Festival-goers looking to enjoy a few drinks can also dine at a one-of-a-kind tasting dinner being held at Machneyuda, (10 Beit Yaakov Street) a restaurant in Jerusalem, on November 5. The dining experience, called "Arak and Vodka and what’s alongside them," also features Chef Arturo Moroz, The combination of vodka, a principal social beverage amongst Poles, and arak, a staple with mezze, will offer a unique mix of tastes.
If you’re looking to learn a bit more about both Polish and Jewish-Polish dishes, head to the "ABC of the Polish Cuisine" event on November 6 in Tel Aviv (27 Bialik Street). Actors, poets, chefs and other art aficionados and academics will present on Polish cooking ideas, one by one, using a specific letter from the alphabet. They will use different mediums such as video and music to communicate their message. The event, held in part with the Beit Ha’Ir Museum, will feature famed chefs such as Meir Adoni and Omer Miller, and author and journalist Yigal Sarna.

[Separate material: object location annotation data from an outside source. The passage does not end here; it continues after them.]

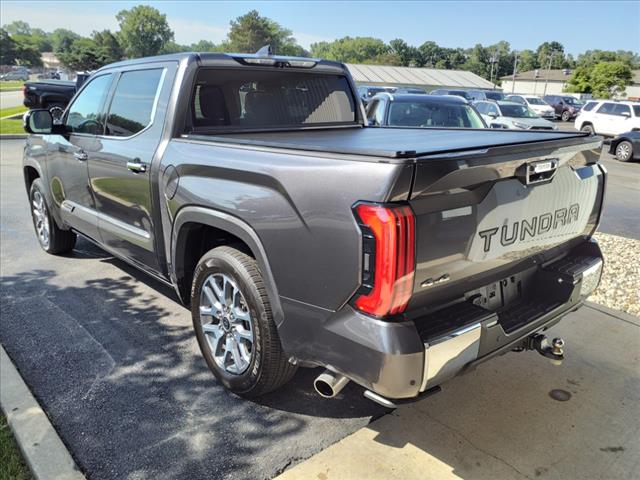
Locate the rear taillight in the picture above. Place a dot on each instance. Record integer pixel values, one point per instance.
(388, 263)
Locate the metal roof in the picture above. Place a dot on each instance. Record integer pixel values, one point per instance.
(556, 75)
(381, 74)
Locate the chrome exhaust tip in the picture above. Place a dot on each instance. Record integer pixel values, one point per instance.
(329, 384)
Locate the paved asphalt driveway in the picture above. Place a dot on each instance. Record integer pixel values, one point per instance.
(111, 357)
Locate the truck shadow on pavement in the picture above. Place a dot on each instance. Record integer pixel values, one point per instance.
(116, 366)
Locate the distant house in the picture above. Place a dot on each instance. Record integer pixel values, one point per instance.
(426, 78)
(50, 61)
(533, 82)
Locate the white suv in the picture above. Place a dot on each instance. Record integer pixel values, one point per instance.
(606, 117)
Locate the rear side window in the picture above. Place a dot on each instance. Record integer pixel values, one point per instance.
(607, 108)
(85, 115)
(620, 109)
(133, 102)
(250, 99)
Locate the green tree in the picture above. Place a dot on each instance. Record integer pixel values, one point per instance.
(8, 49)
(84, 54)
(251, 31)
(352, 50)
(602, 80)
(144, 31)
(109, 44)
(62, 39)
(17, 27)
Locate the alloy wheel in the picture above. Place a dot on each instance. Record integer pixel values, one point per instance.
(227, 323)
(40, 218)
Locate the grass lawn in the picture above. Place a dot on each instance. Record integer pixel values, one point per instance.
(12, 466)
(11, 125)
(11, 85)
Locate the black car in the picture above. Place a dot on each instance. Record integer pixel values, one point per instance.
(458, 93)
(415, 110)
(626, 146)
(566, 106)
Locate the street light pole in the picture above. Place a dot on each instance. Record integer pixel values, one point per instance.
(515, 67)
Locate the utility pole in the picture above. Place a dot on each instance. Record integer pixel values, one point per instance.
(546, 80)
(515, 68)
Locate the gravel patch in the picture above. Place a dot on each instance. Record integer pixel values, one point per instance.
(620, 284)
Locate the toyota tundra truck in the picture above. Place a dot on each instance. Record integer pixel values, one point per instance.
(394, 258)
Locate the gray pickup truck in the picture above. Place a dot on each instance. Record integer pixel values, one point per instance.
(395, 258)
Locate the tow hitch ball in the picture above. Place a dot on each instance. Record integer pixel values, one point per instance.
(554, 351)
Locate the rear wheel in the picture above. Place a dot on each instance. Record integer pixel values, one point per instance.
(588, 128)
(52, 239)
(624, 151)
(234, 324)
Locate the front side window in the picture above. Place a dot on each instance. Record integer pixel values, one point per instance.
(133, 102)
(419, 114)
(85, 113)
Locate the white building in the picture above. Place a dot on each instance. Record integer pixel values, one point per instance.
(541, 82)
(427, 78)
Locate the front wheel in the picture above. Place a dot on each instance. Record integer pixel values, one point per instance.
(234, 324)
(52, 239)
(624, 151)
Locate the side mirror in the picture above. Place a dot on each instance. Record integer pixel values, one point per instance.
(38, 121)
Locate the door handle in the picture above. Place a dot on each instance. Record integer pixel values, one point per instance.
(137, 166)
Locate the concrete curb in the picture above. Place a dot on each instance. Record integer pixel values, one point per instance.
(14, 136)
(43, 451)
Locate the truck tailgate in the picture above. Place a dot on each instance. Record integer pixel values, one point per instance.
(482, 215)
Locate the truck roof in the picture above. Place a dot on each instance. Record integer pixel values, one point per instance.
(392, 142)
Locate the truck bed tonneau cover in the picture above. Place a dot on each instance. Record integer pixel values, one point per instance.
(390, 142)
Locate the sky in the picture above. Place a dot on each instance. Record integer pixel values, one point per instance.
(578, 25)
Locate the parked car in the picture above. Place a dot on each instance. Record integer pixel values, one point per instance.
(626, 146)
(496, 95)
(444, 91)
(512, 115)
(538, 105)
(22, 75)
(410, 110)
(298, 236)
(566, 106)
(51, 94)
(367, 91)
(609, 118)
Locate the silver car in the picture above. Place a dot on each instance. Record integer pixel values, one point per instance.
(512, 115)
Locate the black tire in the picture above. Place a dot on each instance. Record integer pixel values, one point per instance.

The festival will also offer a multitude of different cultural events including a special Polish poetry reading session in Tel Aviv, a photography exhibition of various dishes and a special night of wine and drinking at a café in Jerusalem.
Those looking to relive the past and learn more about Polish history can take part in the recreation of a historic dinner that was held in Warsaw during the late 19th century. Two chefs will implement the menu at a café in Tel Aviv and diners are urged to dress in appropriate attire.
Music lovers will be pleased to know that the festival will have a special soundtrack, combining both Polish and Israeli music styles. Ten influential musicians from both countries will create music together.
Some events require table reservations. Please be advised that many events are not kosher.